In the context of SVG, usually it is icons that I encounter, where the artworker has exported something like a search icon, which is a circle and a line. These can be specified in SVG using integers, and single digit integers, if you really want, but let's make it two digits.
However, does the SVG file from the artworker have a viewbox containing a circle and a line? Nope. Instead you get one circle for the outer part of the circle in black and another smaller circle in white. Oh, and a line. The circles will be written as polygons with about two hundred vertices, with all vertices specified with NASA numbers (as I call them), typically six decimal places.
As a consequence, the file, which should be six lines of human readable code balloons to many kilobytes of nonsense. Yes, this can be put through SVGO but that will just remove some decimal places and make the file even less human readable.

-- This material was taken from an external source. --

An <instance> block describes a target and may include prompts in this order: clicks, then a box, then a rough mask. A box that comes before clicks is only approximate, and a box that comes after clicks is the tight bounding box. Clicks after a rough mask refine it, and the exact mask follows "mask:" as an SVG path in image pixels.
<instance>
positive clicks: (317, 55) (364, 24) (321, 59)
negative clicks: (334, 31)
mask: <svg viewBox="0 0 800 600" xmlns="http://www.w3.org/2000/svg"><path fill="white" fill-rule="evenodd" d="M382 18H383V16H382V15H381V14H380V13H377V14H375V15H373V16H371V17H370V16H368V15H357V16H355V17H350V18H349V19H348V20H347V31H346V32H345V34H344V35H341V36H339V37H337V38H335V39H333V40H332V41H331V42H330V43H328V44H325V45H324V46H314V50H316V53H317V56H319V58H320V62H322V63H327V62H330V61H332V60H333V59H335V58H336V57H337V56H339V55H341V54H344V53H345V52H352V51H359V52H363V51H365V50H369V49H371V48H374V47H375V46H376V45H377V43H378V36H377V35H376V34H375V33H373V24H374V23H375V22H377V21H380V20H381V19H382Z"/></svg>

As a developer, the simple file is great as the inevitable adjustments can be applied easily, maybe to make the icon bold or to adjust alignment within the viewbox. However, when given artworker files with NASA numbers, I then have to raise a ticket so that I can get the corrected file two weeks later from the guy sat in front of a massive Apple monitor with headphones welded on.
The reason for not using NASA numbers has nothing to do with bloat, as no optimisation will make up for the mountain of javascript the marketing guys have bundled into their Google Tag Manager, it has everything to do with efficient workflows.
Generally the customer does not care about fonts, colours and much else that designers fret over. If we went back to the 216 'web safe' colours of yesteryear (for CSS, not images), would anyone notice? If we could not load custom fonts, would most people notice? They might, but this would not prevent them from surfing the web.
lol, the website reminds me of tropes like the professional cleaner whose house is messy, the chef who eats instant noodles at home, or the haut couture fashion designer who only wears jeans and tees. The colour expert whose website is monochrome.
My impression is that they are a compression expert, not a color expert. Make sense they chose uniform flat colors :D
"The cobbler's children have no shoes."
Maybe he understands the field so much that he prefers to exercise it minimally in his hobby. Or maybe he just can't decide. It also makes perfect sense for a study in colors to be against a neutral background.